Türkü
- Kendine özgü ezgi ile söylenen bir nazım biçimidir.
- Türkü sözcüğünün ilk kez 15. yy.da kullanıldığı sanılmaktadır.
- Hecenin 7’li, 8’li ve daha çok da 11’li kalıbıyla söylenir.
- Türkülerin kafiye örgüsü genelde şöyledir: “aaab cccb dddb”, “aaabb cccbb dddbb” veya “aaabcc
dddbcc eeebcc”.
- Türkülerin bir kısmı dörtlükler halinde bir kısmı da nakaratlı olarak yazılır. Nakaratlı türkülerde
üçer mısralık bölümden sonra iki mısradan oluşan nakaratlar gelir.
- Birinci bölüm türkünün asıl sözlerinin bulunduğu bölümdür. Buna bent denir. İkinci bölüm ise her
bendin sonunda tekrarlanan nakarat bölümleridir. Bunlara da kavuştak (bağlama) denir.
- Bentler ve kavuştaklar kendi aralarında kafiyelidir.
- Genelde aşk, tabiat, ayrılık, gurbet, hasret, sevgi ve güzellik gibi konular işlenmiştir.
- Şekil özellikleri bakımından koşmaya benzer. Maniye benzeyen türküler de vardır.
- Türkülerle şarkılar arasında benzerlikler olsa da şarkılar aruzla yazılır.
- Genelde anonimdir.
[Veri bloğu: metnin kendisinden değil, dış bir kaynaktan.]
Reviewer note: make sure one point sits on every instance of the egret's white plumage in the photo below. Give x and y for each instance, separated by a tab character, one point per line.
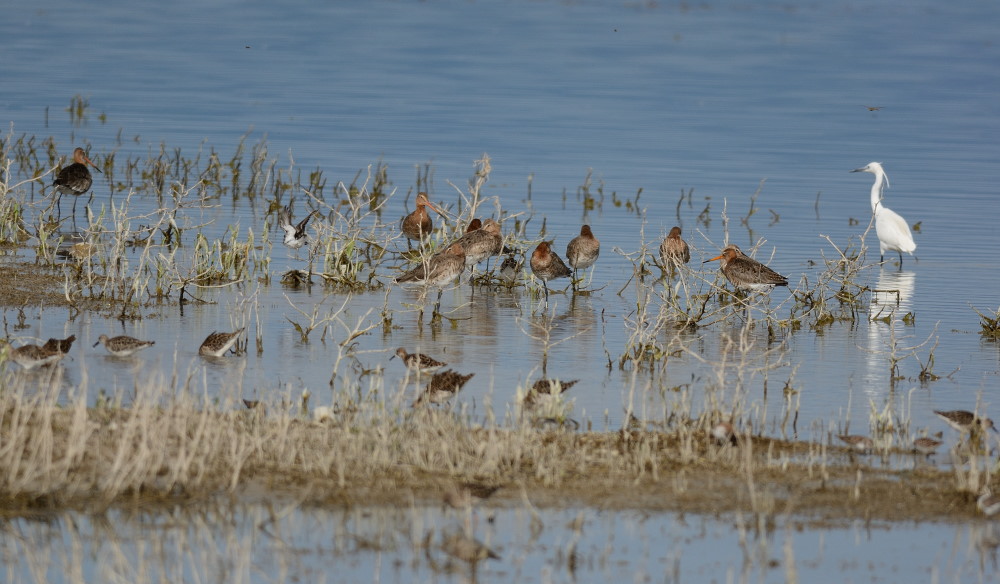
892	231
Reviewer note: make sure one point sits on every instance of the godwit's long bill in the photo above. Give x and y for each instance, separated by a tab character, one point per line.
75	179
547	265
418	225
582	251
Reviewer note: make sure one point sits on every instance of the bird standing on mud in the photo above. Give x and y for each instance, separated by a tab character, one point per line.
75	179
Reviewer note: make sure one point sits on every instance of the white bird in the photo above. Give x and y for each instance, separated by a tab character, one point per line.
892	231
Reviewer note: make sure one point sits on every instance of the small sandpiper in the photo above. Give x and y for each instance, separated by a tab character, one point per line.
31	356
547	389
217	344
122	345
856	442
418	225
59	345
964	421
295	235
418	361
674	250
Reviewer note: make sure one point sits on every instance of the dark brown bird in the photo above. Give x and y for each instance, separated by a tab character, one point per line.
547	265
418	361
442	387
75	179
482	243
746	273
417	225
439	270
547	389
674	250
59	345
295	235
582	251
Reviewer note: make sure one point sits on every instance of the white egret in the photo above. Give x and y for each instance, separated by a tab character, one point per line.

Ancak bazı türkülerin sahipleri bellidir.
- Türküler düzenleyicilerinin, derleyicilerinin veya ait oldukları bölgelerin adına göre adlar alırlar.
Örnek:
Altı kardeş idik bindirdik ata
Hürü' yü yolladık üç köyden öte
Kızılırmak’a varınca oldu bir hata (Bent)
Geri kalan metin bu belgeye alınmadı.